Сутки делились на полосы рассветов и сумерек, полдней и полуночей, но все часы стали казаться одинаковыми, наполненные небывалым у Пастухова томлением, которое он назвал спором души с телом. Он ждал конца и уже не мог бы точно ответить, сколько прошло времени в ожидании, когда однажды за дверью вдруг поднялся шум.

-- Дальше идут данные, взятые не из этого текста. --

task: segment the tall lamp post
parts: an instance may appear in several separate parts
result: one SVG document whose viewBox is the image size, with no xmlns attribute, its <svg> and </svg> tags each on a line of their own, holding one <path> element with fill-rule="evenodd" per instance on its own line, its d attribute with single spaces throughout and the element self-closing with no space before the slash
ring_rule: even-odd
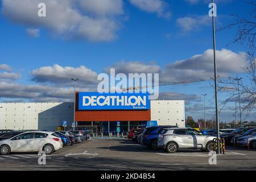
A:
<svg viewBox="0 0 256 182">
<path fill-rule="evenodd" d="M 212 0 L 212 30 L 213 30 L 213 60 L 214 64 L 214 85 L 215 85 L 215 113 L 216 115 L 216 131 L 217 131 L 217 138 L 218 139 L 217 143 L 217 153 L 220 154 L 220 124 L 218 122 L 218 86 L 217 83 L 217 64 L 216 64 L 216 44 L 215 41 L 215 20 L 214 16 L 217 15 L 214 14 L 216 6 L 214 6 L 213 0 Z"/>
<path fill-rule="evenodd" d="M 74 82 L 74 122 L 73 124 L 73 130 L 75 130 L 75 126 L 76 125 L 75 121 L 75 114 L 76 114 L 76 82 L 79 79 L 79 78 L 71 78 L 71 80 Z"/>
<path fill-rule="evenodd" d="M 237 81 L 237 87 L 238 87 L 238 89 L 239 109 L 240 109 L 240 123 L 241 123 L 241 127 L 242 127 L 243 125 L 242 123 L 242 115 L 241 115 L 241 112 L 240 90 L 240 88 L 239 88 L 239 82 L 242 79 L 242 78 L 238 78 L 238 77 L 236 77 L 236 78 L 234 79 L 234 80 Z"/>
<path fill-rule="evenodd" d="M 205 96 L 207 94 L 202 94 L 204 96 L 204 130 L 205 130 Z"/>
</svg>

Он был сначала непонятен – гулкий, перекатывающийся по коридорам, перебиваемый стуками и лязгом нарастающий шум. Но ещё до того момента, как распахнулась дверь, в камере кто-то ликующе и безумно закричал:
– Красные!..
Повскакали все с нар и с пола, и даже для этих привыкших к тесноте людей давка сделалась невыносимой, когда, не щадя друг друга, они стали рваться к выходу. Кулаки били в дверь, в откинутые к стенам нары, крики в камере заглушали всеобщий шум тюрьмы, и нетерпение обновило лица узников проснувшейся волей к действию.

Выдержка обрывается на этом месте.